# Letting agency and utility bills



## Puglife (Nov 6, 2015)

I wonder if anyone can help, please?

So we rent a student property through a letting agency. Before we moved in we tried to arrange bills in our names from the start of the tenancy date. However, when trying to we couldn't as the house was under a business account. 

Having spoken to the letting agency we were told they paid all the houses they managed in one go and then send us an invoice for our usage. This seemed odd but accepted it as they said it was cheaper for us as they got a business discount.

One quarter passed and no bills- enquired and said they were having issues and would get it to us ASAP.

Fast forward 3 months, (7 months after moving in) and we now have a bill after months of pestering.
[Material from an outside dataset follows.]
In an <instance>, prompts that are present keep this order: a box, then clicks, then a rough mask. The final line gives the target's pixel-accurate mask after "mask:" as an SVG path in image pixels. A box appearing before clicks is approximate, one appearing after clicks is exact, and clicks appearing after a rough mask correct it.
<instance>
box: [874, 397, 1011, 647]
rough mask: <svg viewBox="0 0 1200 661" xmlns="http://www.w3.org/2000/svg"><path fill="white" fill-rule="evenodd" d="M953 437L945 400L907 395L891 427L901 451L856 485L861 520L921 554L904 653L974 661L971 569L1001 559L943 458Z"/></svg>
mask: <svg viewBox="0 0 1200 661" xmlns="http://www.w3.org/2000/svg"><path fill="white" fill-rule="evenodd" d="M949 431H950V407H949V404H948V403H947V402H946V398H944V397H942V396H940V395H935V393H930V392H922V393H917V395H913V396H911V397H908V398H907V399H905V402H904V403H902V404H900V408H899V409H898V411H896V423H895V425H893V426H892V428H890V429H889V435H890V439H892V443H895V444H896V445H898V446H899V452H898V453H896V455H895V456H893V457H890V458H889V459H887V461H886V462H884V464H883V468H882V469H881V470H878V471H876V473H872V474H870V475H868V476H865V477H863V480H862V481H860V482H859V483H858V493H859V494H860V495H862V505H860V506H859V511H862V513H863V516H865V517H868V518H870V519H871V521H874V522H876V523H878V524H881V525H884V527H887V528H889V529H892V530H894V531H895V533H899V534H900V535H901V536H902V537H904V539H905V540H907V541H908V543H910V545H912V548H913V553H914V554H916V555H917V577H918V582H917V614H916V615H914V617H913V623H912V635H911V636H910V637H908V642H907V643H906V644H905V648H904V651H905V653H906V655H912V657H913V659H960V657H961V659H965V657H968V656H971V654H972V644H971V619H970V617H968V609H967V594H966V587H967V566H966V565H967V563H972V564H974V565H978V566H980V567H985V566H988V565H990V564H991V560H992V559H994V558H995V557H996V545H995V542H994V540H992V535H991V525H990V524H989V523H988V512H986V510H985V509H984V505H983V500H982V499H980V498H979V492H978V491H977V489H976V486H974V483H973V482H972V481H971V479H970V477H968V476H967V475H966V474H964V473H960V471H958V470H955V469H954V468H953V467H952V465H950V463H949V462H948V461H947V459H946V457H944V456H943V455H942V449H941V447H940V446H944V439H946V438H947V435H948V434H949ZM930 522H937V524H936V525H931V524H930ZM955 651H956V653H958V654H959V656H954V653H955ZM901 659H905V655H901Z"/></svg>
The bill is quite large and £160 more than expected having been told a price (bill date up to feb) in March that they'd looked up but hadn't given us a formal statement.

Now okay I accept things can go wrong, but I am annoyed it takes 6 months to get us a bill. (especially as we could have adjusted our utility use after the first 3 months).

But to add salt in the wounds the tariff we have been charged is working out much more expensive than a tariff we could have sorted ourselves. So this price advantage they spoke of is not true to a tune of £150 by my calculations.

My questions are
- is it fair to be forced into a utility bill arrangement we did not want?
- can they leave it so long then expect payment ASAP (we have the money as budgeted but morally not fair?)
-Is there anything we can do, as I'm peeved the arrangement is costing us more than going direct to the same supplier
-Any advise on where to get professional advise from?

Many thanks!


----------



## Clancy (Jul 21, 2013)

What's in your tenancy agreement ? If you signed for this deal your stuck with it 

Depends how it's worded


----------